14 Years ago he retired and decided to follow his dad into the world of truck driving. Boy is he good at it. He can back a 73 foot truck and trailer combo into a tight spot faster than you can say "eighteen wheeler". He works for a local long haul family type trucking company and has been with them thru good times and slow times. (What does local long haul mean? It means that he can put up to some 500 miles on his truck in a single day and be home at the end of his shift.) He has built up seniority there and above all else has definitely shown his character.

Why am I telling you this? Well the basic story goes like this.......
With the current economy, as work is getting tight and the demand for product goes down, the company has had to put the drivers on an every other day rotation roster. All the drivers that is except my husband. They have asked him to be part of a new long term project and they changed his pay style. See, for the last 14 years, he has been paid by what he does. That is the way with most trucking establishments. A paycheck will vary each week depending on the loads and mileage that each driver does. It is honest pay for honest work.......but it had made poor hubby have to always compute in his head every day how much he needs to do so that we as a family can live. That can become a pretty stressful way of thinking. Now though, his pay is going to be based off of an hourly salary and guaranteed 55 hours a week.

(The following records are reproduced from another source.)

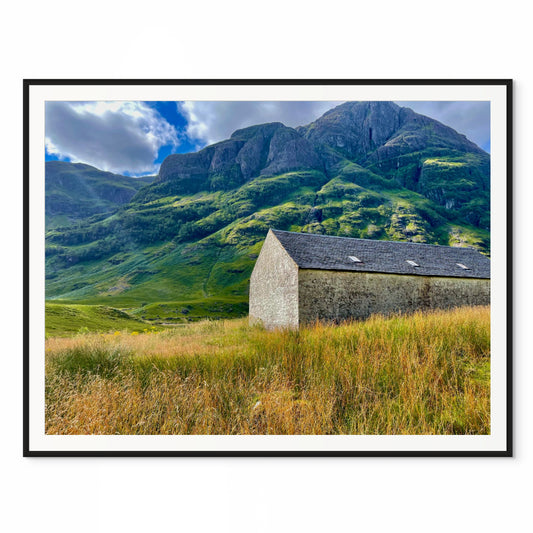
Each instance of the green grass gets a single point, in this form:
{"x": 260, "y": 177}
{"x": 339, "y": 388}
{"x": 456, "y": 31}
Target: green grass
{"x": 64, "y": 319}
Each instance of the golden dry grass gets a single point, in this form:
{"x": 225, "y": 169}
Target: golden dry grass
{"x": 419, "y": 374}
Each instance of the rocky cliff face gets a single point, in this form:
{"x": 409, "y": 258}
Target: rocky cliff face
{"x": 390, "y": 140}
{"x": 365, "y": 169}
{"x": 266, "y": 149}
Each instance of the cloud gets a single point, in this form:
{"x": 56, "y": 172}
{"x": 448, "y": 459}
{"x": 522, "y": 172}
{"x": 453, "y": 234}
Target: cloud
{"x": 209, "y": 122}
{"x": 115, "y": 136}
{"x": 469, "y": 118}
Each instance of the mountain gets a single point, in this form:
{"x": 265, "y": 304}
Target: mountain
{"x": 184, "y": 246}
{"x": 74, "y": 191}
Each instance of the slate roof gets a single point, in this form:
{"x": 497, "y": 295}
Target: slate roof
{"x": 323, "y": 252}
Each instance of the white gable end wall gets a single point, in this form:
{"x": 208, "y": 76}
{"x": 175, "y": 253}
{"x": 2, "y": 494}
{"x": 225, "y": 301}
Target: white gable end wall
{"x": 274, "y": 287}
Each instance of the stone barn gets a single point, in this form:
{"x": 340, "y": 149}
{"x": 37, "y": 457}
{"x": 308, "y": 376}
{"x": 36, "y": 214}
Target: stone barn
{"x": 301, "y": 277}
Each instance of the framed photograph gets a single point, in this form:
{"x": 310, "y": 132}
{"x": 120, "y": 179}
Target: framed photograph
{"x": 268, "y": 267}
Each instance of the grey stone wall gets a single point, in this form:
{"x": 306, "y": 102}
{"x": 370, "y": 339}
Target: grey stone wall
{"x": 336, "y": 295}
{"x": 274, "y": 287}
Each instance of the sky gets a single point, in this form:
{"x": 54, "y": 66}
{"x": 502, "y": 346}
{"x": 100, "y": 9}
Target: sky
{"x": 133, "y": 137}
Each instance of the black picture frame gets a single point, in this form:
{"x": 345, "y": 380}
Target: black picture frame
{"x": 29, "y": 223}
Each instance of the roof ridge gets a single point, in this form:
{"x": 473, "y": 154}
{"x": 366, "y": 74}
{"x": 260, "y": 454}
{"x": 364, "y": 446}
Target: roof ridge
{"x": 374, "y": 240}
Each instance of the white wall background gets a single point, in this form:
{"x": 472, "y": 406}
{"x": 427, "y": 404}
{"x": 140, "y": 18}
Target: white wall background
{"x": 239, "y": 39}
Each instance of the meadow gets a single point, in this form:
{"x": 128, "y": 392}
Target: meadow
{"x": 426, "y": 373}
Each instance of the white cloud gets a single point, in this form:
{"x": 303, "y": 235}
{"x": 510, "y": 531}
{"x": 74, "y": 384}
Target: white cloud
{"x": 116, "y": 136}
{"x": 209, "y": 122}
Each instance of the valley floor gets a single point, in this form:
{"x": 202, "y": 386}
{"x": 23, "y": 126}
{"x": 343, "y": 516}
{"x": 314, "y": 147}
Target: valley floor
{"x": 428, "y": 373}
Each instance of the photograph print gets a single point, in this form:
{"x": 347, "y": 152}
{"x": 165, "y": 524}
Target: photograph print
{"x": 267, "y": 267}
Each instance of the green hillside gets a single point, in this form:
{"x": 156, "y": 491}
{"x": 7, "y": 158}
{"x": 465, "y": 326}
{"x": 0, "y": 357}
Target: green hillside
{"x": 75, "y": 191}
{"x": 184, "y": 246}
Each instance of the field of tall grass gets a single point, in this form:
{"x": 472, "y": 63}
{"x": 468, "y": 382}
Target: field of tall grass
{"x": 427, "y": 373}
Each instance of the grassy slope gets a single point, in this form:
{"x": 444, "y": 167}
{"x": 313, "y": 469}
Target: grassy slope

Do you see God's provision there? For the last 4 years we have been working hard to pay off all of our bills and become debt free. We now have 10 months left to go and we are locked into our plan. If he would have been one chosen to work every other day, oh how quickly we would have spiraled into financial oblivion.
We are so humbled and grateful for God's favor.

I don't mean it to sound like we are jumping up and down in a virtual party here. I know that others are affected in a bad way with this company shift and I do feel for them and have compassion. Do you know what I mean?



(David at Authorblog honored this post with a mention in his post of the day column. I am so glad to be able to share our blessings with everyone.)